Il n’est point seul, une dame pouffiasse l’accompagne, laquelle est échevelée, livide au milieu des tempêtes. Sa coiffure rousse-pute tire-bouchonne, son rimmel, son vert à z’œils, son ocre à pommettes, son rose à joues, son violet à lèvres dégoulinent comme sur un masque de cire en train de fondre. Elle est déjà tuméfiée, éplorée, sanguinolée, aux rives du k.-o, en plein chaos. C’est Pauley, le plus jeune des frères Prince qui la chicorne. Et Bérurier-le-Preux tataouine ledit Pauley, au secours duquel a volé son aîné. Et dans l’impitoyable échauffourée, le bureau de Claudette s’est renversé, de même que Claudette dont il est notoire désormais qu’elle porte des bas, et pas de culotte et qu’elle est presque vraiment blonde, vénitien, même, c’est te dire !

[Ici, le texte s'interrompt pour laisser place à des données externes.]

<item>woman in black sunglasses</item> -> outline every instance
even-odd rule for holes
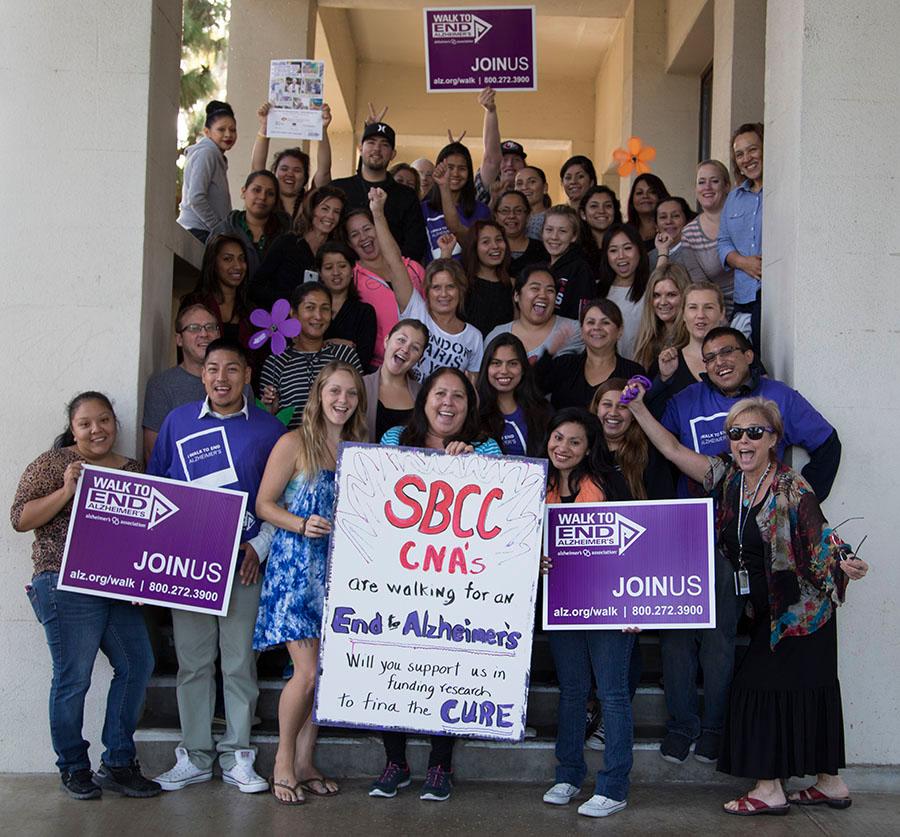
[[[653,444],[715,496],[716,544],[751,621],[718,769],[756,786],[726,803],[726,813],[786,814],[790,803],[849,807],[838,776],[845,764],[834,608],[847,580],[862,578],[868,565],[828,528],[806,480],[775,459],[783,425],[774,401],[738,401],[725,419],[730,452],[704,456],[653,418],[640,384],[630,381],[625,391]],[[809,774],[814,785],[785,794],[783,780]]]

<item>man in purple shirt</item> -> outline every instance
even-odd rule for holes
[[[715,456],[728,450],[725,416],[742,398],[759,395],[778,405],[784,420],[784,440],[777,451],[798,445],[809,453],[803,476],[819,499],[828,496],[841,459],[837,431],[796,390],[766,378],[753,366],[747,338],[733,328],[712,329],[703,341],[706,374],[683,389],[666,405],[662,424],[691,450]],[[684,478],[682,478],[684,480]],[[685,496],[684,481],[679,494]],[[660,755],[683,762],[696,740],[694,757],[714,762],[725,718],[725,705],[734,668],[734,639],[743,600],[735,595],[732,567],[721,550],[716,553],[716,627],[704,630],[659,632],[669,710],[668,734]],[[703,714],[697,706],[697,664],[703,669]]]

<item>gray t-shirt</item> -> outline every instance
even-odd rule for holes
[[[191,375],[182,366],[157,372],[147,381],[144,393],[144,418],[141,426],[159,433],[166,416],[176,407],[206,398],[206,388],[199,375]],[[254,403],[250,384],[244,387],[244,398]]]
[[[630,287],[613,285],[606,294],[622,312],[622,335],[619,337],[619,354],[628,360],[634,360],[634,348],[637,344],[638,332],[641,330],[641,313],[644,310],[646,294],[638,302],[628,298]]]
[[[503,323],[503,325],[497,326],[484,338],[484,345],[487,346],[491,340],[500,334],[511,333],[512,327],[512,323]],[[554,357],[556,355],[569,355],[573,352],[583,351],[584,341],[581,339],[581,324],[578,320],[557,315],[553,328],[550,330],[550,334],[547,335],[547,339],[528,353],[528,359],[534,363],[544,352],[550,351],[551,346],[557,347]]]
[[[144,418],[141,425],[158,433],[165,417],[172,410],[182,404],[202,401],[204,398],[206,389],[199,375],[191,375],[181,366],[157,372],[147,381]]]

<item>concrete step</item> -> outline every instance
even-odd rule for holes
[[[256,714],[267,728],[275,729],[278,717],[278,700],[284,688],[280,678],[264,678],[259,681],[259,702]],[[556,685],[532,683],[528,691],[527,723],[533,727],[555,727],[559,706],[559,688]],[[632,701],[636,727],[661,729],[667,718],[663,691],[658,686],[641,686]],[[174,675],[153,677],[147,687],[143,726],[177,727],[178,704],[175,698]]]
[[[148,727],[135,735],[138,757],[147,775],[168,770],[174,762],[174,749],[180,736],[176,729]],[[257,733],[251,739],[257,748],[256,769],[262,776],[272,773],[278,737]],[[465,781],[550,782],[556,767],[554,740],[549,737],[526,740],[521,744],[460,739],[454,751],[453,768]],[[411,736],[407,756],[413,773],[424,775],[428,760],[428,740]],[[603,764],[603,753],[585,749],[589,775]],[[384,767],[384,747],[377,733],[360,730],[322,734],[316,747],[316,763],[328,776],[370,778]],[[695,782],[727,783],[733,779],[718,773],[714,765],[701,764],[693,756],[683,764],[669,764],[659,755],[658,740],[638,739],[634,745],[634,783]]]

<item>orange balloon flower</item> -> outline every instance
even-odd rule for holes
[[[632,172],[646,174],[650,171],[648,164],[656,157],[656,149],[652,145],[644,145],[640,137],[631,137],[626,146],[613,151],[613,160],[619,164],[619,177],[628,177]]]

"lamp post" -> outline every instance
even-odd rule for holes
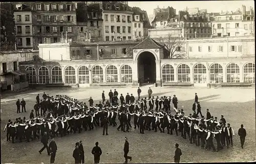
[[[99,60],[99,45],[97,45],[97,59]]]

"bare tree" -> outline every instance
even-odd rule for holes
[[[164,58],[184,58],[186,57],[183,38],[172,37],[168,34],[165,38],[160,38],[158,42],[165,49]]]

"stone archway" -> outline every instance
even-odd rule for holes
[[[150,51],[144,51],[138,57],[138,79],[141,84],[152,84],[156,81],[156,58]]]

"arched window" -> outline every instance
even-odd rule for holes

Ce qu’il faut assister dans cette pauvre et miséreuse vie, maman !
Je hurle, sépare, soustrais les plus faibles aux griffes des plus forts, calme de la voix, exhorte, dis les vertus de la civilisation, questionne sur les causes du conflit, remédie de toutes mes forces physiques, mobilise toutes les morales, fais acte !
Et un tant-bien-que-mal de calme s’établit. Chacun haletant pour soi, se rajustant, s’épongeant, maugréant des menaces comme un bateau au moteur coupé court encore sur son erre, que veux-tu que je comparaisonne de mieux ?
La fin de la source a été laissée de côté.